The Quintessential Native Advertising Strategy Deployed By Red Bull And GoPro
Nowadays, everyone can and wants to be a media – advertisers and consumers alike.
The New York Times reports that GoPro, the wearable video camera maker, wants to become a media company by leveraging the quantity and quality of videos posted on the web by its customers – professional and amateur.
GoPro’s YouTube channel already has 1.6 million subscribers and over 400 million views. GoPro’s media development strategy relies on partnerships established with companies that can distribute its content. According to the New York Times, GoPro has recently signed agreements with Virgin America for its in-flight entertainment and Microsoft for the Xbox content service. These are just the initial steps of GroPro’s grand media strategy.
GoPro’s ambition sheds new light on a trend that has been active for a number of years: Everyone can and wants to be a media.
The first revolution was carried out by individuals. Through blogs and social networks, they became able to compete with large media groups at almost zero cost. At first, amateurs seized the opportunity to reach a near infinite audience. Today, professional journalists are creating individual media to compete with their former employers.
The second revolution is the work of brands. The pioneer in this field is Red Bull which is now more of a media than an energy drink manufacturer.

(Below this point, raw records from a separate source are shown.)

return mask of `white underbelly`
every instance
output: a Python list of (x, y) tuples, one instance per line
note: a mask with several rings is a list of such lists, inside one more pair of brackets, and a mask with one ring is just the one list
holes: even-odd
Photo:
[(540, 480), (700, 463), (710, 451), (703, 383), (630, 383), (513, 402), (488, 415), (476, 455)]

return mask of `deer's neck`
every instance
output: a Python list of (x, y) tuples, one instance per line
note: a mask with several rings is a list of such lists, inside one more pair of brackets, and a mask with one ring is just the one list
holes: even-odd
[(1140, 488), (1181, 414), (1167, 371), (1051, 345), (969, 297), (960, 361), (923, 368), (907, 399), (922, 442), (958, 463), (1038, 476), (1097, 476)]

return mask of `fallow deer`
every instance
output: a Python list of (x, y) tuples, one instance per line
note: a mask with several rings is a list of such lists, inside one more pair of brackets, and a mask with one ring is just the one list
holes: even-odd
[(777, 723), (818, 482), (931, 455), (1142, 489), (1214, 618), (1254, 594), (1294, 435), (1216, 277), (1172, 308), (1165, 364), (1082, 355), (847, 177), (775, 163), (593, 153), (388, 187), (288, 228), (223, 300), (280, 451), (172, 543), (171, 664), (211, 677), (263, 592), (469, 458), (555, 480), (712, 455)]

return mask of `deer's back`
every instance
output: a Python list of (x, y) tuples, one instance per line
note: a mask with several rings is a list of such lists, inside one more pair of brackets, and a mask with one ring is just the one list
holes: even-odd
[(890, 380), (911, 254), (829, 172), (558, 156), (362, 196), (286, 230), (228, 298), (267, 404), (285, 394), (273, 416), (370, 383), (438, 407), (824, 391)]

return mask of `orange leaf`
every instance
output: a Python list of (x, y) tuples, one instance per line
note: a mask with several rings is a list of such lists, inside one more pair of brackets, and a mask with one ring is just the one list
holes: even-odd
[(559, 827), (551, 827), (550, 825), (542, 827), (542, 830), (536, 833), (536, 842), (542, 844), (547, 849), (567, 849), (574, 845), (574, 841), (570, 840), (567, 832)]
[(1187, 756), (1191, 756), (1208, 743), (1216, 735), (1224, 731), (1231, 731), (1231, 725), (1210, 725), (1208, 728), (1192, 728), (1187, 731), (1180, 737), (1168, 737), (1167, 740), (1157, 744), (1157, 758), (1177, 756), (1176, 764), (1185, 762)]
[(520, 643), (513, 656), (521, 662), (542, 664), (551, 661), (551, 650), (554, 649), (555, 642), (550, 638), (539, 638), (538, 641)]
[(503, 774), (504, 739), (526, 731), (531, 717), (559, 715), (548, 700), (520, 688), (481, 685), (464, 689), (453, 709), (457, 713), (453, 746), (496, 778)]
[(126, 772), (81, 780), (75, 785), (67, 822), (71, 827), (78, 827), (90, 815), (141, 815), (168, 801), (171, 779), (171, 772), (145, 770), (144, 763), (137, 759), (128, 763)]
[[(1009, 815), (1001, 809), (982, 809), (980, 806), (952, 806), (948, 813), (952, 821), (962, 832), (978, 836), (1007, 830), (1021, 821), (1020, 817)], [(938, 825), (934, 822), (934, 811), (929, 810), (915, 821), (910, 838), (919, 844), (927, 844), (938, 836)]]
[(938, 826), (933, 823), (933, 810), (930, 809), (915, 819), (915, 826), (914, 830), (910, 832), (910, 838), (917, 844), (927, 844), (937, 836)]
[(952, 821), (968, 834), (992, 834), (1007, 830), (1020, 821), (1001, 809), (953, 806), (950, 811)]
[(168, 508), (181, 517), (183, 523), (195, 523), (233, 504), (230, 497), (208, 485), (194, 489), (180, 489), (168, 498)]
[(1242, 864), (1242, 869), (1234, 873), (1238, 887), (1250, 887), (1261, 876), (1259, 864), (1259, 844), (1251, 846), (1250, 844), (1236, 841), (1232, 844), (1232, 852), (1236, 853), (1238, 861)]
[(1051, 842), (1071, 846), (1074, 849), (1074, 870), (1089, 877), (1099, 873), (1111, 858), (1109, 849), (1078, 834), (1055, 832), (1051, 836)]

Much more modestly, Coca-Cola has morphed its corporate website into an online magazine named “Journey.”
This strategy allows these companies to stealthily promote their brands. That is why I think it is the epitome of native advertising in the sense that, instead of mimicking editorial content in other media outlets, advertisers create their own media platforms in order to distribute editorial content and surreptitiously advertise.
In this new advertising model, the content is the media.